La movilización de 2002-2003 en defensa de la Diócesis

Mientras se nombraba sucesor, López Martín fue nombrado administrador apostólico. Los fantasmas del pasado volvieron. En septiembre de 2002, cuando se iba a proceder al nombramiento de un nuevo obispo civitatense, se paralizaron los trámites canónicos, lo que desataron los rumores de que se pretendía unir otra vez la diócesis de Ciudad Rodrigo a la de Salamanca. Don Julián se puso al frente de un movimiento reivindicativo para que la diócesis no quedara sin obispo propio y titular y desplegó toda su influencia en los círculos decisorios. Aquello fue también un movimiento ciudadano, de laicos y eclesiásticos, en el que se volcaron todas las instituciones de la ciudad. Conviene señalar -contra lo que sucede ahora- el despliegue y participación del clero de entonces, estimulado por un administrador apostólico comprometido como fue don Julián López Martín: el Cabildo catedral, el Seminario, los arciprestazgos, las parroquias, las casas y asociaciones religiosas enviaron cartas a la Nunciatura y a la Conferencia Episcopal Española reclamando un obispo para Ciudad Rodrigo.

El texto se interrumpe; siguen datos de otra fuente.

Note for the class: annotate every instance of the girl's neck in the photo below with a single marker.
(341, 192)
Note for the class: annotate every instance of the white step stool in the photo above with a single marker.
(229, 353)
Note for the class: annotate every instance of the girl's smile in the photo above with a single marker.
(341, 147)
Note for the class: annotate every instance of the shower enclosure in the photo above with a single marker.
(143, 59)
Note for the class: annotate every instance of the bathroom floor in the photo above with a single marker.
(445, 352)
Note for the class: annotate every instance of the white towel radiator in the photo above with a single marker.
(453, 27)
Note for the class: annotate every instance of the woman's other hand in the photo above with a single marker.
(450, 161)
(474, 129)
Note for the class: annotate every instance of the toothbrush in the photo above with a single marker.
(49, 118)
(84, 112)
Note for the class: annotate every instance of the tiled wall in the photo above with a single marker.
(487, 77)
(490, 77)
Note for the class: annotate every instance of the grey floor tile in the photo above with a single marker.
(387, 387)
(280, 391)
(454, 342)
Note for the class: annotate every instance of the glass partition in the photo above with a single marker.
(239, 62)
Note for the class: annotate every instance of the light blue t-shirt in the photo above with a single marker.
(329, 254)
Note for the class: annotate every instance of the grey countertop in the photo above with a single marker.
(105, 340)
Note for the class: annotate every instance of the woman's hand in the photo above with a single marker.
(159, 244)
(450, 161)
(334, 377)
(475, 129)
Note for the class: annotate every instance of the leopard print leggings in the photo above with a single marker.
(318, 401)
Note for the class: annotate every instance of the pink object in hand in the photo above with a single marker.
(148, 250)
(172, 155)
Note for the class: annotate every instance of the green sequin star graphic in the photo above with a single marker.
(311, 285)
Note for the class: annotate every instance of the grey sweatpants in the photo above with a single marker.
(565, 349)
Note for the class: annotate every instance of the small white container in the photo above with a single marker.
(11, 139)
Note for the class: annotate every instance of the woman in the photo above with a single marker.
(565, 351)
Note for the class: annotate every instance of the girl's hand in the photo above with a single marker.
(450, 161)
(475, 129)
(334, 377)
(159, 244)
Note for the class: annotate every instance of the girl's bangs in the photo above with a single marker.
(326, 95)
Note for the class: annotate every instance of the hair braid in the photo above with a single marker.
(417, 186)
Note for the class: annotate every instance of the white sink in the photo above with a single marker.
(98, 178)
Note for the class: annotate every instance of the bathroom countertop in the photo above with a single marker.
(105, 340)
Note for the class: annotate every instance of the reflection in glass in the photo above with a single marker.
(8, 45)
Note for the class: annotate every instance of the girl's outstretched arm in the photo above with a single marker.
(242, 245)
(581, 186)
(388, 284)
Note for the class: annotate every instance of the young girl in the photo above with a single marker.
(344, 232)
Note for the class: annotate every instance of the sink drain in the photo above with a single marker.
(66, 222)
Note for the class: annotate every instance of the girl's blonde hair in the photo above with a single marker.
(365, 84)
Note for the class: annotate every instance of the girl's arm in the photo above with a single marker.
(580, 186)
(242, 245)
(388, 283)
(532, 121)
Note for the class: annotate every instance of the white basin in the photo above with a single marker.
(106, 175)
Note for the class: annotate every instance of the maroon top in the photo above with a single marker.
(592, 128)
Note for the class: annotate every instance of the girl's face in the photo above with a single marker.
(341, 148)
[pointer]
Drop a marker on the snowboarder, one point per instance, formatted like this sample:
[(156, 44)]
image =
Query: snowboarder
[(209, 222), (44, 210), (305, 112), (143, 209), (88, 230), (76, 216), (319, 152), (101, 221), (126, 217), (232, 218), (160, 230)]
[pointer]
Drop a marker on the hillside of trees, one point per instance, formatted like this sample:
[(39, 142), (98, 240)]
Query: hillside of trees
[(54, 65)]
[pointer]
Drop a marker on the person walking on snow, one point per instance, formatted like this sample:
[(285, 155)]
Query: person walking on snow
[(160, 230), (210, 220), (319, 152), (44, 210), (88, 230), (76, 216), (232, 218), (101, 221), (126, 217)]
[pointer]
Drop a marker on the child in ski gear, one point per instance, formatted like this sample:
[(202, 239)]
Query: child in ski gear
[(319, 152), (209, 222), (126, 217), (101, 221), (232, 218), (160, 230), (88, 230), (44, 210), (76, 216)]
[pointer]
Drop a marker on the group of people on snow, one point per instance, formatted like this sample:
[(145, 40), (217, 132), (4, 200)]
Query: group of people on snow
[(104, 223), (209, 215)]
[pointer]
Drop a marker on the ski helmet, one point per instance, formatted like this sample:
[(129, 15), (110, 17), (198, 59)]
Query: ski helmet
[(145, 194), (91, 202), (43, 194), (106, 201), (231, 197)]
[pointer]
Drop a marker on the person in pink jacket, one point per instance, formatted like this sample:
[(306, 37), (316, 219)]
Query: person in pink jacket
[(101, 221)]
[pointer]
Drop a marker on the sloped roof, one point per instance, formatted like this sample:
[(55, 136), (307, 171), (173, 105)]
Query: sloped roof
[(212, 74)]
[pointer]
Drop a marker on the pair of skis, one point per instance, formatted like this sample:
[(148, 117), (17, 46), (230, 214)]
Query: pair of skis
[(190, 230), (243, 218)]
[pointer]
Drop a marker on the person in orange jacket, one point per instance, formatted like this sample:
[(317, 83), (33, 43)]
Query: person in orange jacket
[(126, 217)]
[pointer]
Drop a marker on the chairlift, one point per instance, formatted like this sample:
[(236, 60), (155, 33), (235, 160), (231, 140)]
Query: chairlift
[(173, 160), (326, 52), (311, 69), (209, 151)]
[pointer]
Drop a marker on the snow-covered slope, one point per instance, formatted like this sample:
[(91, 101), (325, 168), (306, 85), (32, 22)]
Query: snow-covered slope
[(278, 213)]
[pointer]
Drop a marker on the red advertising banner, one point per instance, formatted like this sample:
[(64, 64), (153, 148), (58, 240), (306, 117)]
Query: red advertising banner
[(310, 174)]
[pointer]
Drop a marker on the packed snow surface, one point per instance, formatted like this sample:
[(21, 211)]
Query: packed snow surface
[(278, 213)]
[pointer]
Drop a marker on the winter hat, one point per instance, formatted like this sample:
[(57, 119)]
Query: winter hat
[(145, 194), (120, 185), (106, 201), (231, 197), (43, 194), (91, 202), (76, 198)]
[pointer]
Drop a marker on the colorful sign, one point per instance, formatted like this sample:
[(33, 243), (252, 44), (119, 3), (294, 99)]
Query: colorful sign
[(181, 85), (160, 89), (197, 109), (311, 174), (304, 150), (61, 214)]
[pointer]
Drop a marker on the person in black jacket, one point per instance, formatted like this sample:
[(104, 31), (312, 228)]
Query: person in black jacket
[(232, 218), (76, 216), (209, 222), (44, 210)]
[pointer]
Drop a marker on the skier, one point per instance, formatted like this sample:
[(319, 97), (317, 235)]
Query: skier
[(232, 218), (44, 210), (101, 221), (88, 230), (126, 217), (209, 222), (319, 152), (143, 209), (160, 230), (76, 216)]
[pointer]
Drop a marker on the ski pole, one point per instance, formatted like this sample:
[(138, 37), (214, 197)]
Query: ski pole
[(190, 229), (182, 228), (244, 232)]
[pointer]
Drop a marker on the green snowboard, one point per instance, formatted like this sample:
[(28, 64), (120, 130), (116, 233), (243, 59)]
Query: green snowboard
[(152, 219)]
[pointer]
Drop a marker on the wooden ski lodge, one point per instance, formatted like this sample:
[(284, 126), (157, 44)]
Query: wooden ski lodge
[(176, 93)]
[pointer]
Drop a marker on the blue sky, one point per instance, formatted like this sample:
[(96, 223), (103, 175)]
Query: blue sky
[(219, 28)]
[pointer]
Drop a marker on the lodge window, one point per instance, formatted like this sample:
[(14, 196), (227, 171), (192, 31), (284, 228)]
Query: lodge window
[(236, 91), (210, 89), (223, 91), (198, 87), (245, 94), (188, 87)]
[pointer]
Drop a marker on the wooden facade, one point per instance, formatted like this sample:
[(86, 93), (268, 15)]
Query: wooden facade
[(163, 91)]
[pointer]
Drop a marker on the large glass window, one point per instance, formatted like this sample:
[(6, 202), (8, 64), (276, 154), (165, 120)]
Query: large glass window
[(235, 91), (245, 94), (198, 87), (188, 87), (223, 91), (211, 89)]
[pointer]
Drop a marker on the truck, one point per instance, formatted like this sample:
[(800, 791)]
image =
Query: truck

También lo hicieron las instituciones civiles, con el Ayuntamiento al frente. Por su parte, como ahora, el Centro de Estudios Mirobrigenses hizo lo propio. Asimismo lo hicieron otras asociaciones y muchas personas.

La siembra no fue en vano y fructificó. La sucesión estaba garantizada, pues el 26 de enero de 2003 fue nombrado obispo de Ciudad Rodrigo, el auxiliar de Oviedo, don Atilano Rodríguez Martínez, que rigió la diócesis hasta 2011. Durante su pontificado se celebró en Ciudad Rodrigo la exposición Kyrios de la serie Las Edades del Hombre. Tras su traslado a la diócesis de Sigüenza-Guadalajara fue sustituido por D. Raúl Berzosa Martínez (2011-2019). Desde ese año la diócesis está vacante, habiéndose sucedido dos administradores apostólicos: D. Francisco Gil Hellín, arzobispo emérito de Burgos, lo hizo desde el 15 de junio de 2018 hasta el 16 de enero de 2019 y D. Jesús García Burillo, obispo emérito de Ávila, que lo es desde entonces.